The $7 billion-plus Universal Service Fund is another source of telecommunications industry’s hidden subsidies. Every phone customer pays Universal Service Fund taxes, either state or federal or both. Part of the 1996 Telecommunications Act, this federal program had lofty goals of wiring America’s schools and libraries and supplying phone service to the poorest rural communities. In reality, the largest part of this fund does not go to these worthy goals but to so-called “high-cost support,” which are corporate subsidies to the phone companies.

The FCC and the states should determine whether these charges are excess profits being given to wealthy companies If that is the determination, the money should be returned.

3:  Democratize the FCC decision-making process

Under Republican control, the FCC has become a tool for large corporations. Its research data have been compromised by political concerns. Every year since 1998, the FCC has maintained that broadband is being deployed in a timely and reasonable manner, but the U.S. keeps falling behind other countries.

Part of the problem, as I described on this site in October 2007, is the inordinate influence that corporate-funded think tanks and lobbyists have had in the FCC’s deliberative processes. Here are three steps to help address this concern

  • Members of Congress should recuse themselves from voting on legislation involving a corporation’s interests if they received any financial or other support from that corporation.
  • The IRS and state attorney generals should tighten non-profit requirements to ensure that such groups are not fronts for corporate benefactors.
  • Congress, state legislatures, the FCC, and other state and federal agencies should require all who publicly testify at federal hearings and meetings to make full disclosure as to their corporate affiliations.

4: Return competition to the telecom industry 

As the 25th anniversary of the breakup of AT&T approaches, we seem to have come full circle. The dominant telecom behemoths, AT&T and Verizon, have reached their status through mergers, not competition.

The Telecommunications Act of 1996 was supposed to lead to many phone companies competing to provide phone services as well as Internet services. It envisioned Internet start-ups offering phone services. But the telephone companies proceeded to consolidate, not compete, while thousands of Internet providers were driven out of business. Thanks to the chipping away of the Act by the FCC and sheer lack of implementation, customers have been stuck with a duopoly that offers inferior and expensive products. The FCC must re-introduce the best part of the Act, reopening the telecommunications industry and lowering prices for all customers.  

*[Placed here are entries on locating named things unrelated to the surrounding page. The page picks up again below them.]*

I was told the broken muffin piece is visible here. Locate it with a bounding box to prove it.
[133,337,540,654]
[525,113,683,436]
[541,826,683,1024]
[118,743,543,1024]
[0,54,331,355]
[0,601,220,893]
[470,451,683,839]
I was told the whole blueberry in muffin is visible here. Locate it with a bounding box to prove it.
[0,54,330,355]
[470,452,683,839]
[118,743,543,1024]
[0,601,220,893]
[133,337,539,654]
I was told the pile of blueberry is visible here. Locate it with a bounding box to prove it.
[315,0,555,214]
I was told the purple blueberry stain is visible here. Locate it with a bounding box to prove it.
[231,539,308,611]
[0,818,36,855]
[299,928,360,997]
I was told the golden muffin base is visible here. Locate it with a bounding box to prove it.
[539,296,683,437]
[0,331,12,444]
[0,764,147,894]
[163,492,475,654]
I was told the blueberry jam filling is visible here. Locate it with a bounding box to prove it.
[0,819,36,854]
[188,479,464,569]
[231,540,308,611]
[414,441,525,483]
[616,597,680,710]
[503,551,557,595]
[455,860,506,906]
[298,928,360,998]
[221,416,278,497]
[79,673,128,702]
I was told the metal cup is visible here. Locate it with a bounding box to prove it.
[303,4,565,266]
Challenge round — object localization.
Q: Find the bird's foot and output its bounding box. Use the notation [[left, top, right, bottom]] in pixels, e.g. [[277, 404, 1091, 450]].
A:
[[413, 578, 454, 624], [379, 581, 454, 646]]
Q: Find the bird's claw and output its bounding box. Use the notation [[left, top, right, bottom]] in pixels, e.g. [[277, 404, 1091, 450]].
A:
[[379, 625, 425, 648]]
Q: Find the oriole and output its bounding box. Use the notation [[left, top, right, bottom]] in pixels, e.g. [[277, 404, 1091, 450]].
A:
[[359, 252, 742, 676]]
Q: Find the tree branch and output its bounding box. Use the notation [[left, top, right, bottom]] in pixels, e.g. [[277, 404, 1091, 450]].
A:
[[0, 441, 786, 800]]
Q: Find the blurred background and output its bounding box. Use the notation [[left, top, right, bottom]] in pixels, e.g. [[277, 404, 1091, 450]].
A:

There are also those who believe that opening up the wireless networks and/or providing more spectrum will act as work-around to the broadband infrastructure problems. In a previous article, I outlined how AT&T and other huge companies had been able to game the regulatory system and save billions on the spectrum auctions by qualifying as “very small businesses.” We don’t believe that wireless is a substitution for essential, open, ubiquitious, infrastructure 

The current wave of telecom bills in Congress are small steps in attempting to fix major problems. They’re inadequate in that no one bill actually calls for an accounting of the money collected for broadband or reopening of the networks that were closed by the FCC’s bad decisions.

5: Consider breaking up AT&T and Verizon 

Congress should now consider divestiture to create open, competitive and fast new utilities instead of being dependent on companies that have failed to properly upgrade the local utility. Final divestiture would make most of the current concerns such as Net Neutrality moot by removing their root cause -- vertical integration of products and monopoly controls.

At the time of its 1984 break-up, AT&T was the premier telecom firm in the world. It had the largest portfolio of patents and drove the nation’s post-World War II technology boom. Today, America’s telecommunications system resembles that of a developing nation. President Obama and Congress should lead America’s effort to regain its predominance in the world, encourage innovation and bring 21st century services to all Americans.